Guest Kinetic Posted January 13, 2003 Report Posted January 13, 2003 Poppin' Fresh being concerned about indie cred is a misnomer. He is and always was a commercial artist. His late 60s work in the Exploding Plastic Inevitable--cut emphatically short when Andy Warhol attempted to eat him--was more a byproduct of excessive drug use than anything else. Even during that period, when his art was being taken to exciting new places, he still couldn't shake the ghosts of his past. The period between 1967 and 1970 saw the addition of no fewer than fifteen "Love Roll" knockoffs into the man's canon, including "Psychedelic Roll," "Love Roll '68 (Ride a Pony), "A Roll Filled With Drugs," and "Peace is a Roll." So these latest developments don't surprise me at all: Poppin' Fresh is a cog in the corporate record culture. That he launched an enormous dance craze in the late 50s and was indirectly responsible for the death of the first Dick Clark just makes him a better known cog than most.
Guest JangoFett4Hire Posted January 13, 2003 Report Posted January 13, 2003 oh my god- Flour Power, that most certainly is the shit *remind me not to ask what artist sings song X in this forum
Guest CoreyLazarus416 Posted January 13, 2003 Report Posted January 13, 2003 Hey, Kin, is it true that Poppin' has recently signed stoner rockers Munchie McFive to his new label, Papa Poppin Music, as well as Guitar God Egg Phil Young?

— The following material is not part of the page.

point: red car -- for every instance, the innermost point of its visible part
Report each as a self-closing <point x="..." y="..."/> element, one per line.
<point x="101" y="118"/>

Guest Kinetic Posted January 14, 2003 Report Posted January 14, 2003 It could very well be. Poppin' Fresh does a lot of things these days, as a sort of futile gesture at raging against the dying of the light. Now well into his late sixties, he is a but a cookie that's been inadvertantly dropped on the floor...and his five seconds are nearly up. I'd hate to think that he'd sign that pompous ass Egg Phil Young to his label, though. With all his boasting, you'd think the wafer-thin Over Easy was half the album that his 1979 debut, Scrambled and I Don't Know Why is. He hasn't had a decent album since the Carter administration and yet he commands all this respect? Fuck that guy. The Egg Youngins haven't been worth a damn since Bagel Lee Sloth left the band, anyway.
Guest CoreyLazarus416 Posted January 14, 2003 Report Posted January 14, 2003 But hey, you have to admit that EPY's 1986 album, The Chopstick Symphony, isn't anything BUT genius. From the opening track, "Ho Sung Pow," to the closing track, "Hunan Panda," it's all pure guitar-driven madness. Best guitarist this side of Steve Vai, which definitely helps lend to his arrogance. Oh well. As long as Poppin' Fresh doesn't get his fat cholesterol-laden hands on Boston hardcore band Potato Famine, I'm fine.
Guest Agent of Oblivion Posted January 14, 2003 Report Posted January 14, 2003 Anyone else ever heard Poppin's cover of that Notorious BIG song? Man...he must've been REALLY stoned when he recorded it. "I love it when they call me big poppin' Throw your dough in tha ai-r, and the silverwa-re." It's a fuckin' travesty...
Guest JangoFett4Hire Posted January 14, 2003 Report Posted January 14, 2003 Ever hear of Pancake and the Mix?
Guest Kinetic Posted January 14, 2003 Report Posted January 14, 2003 I've somehow inspired the worst collection of puns in this boards great history. Make the pain stop!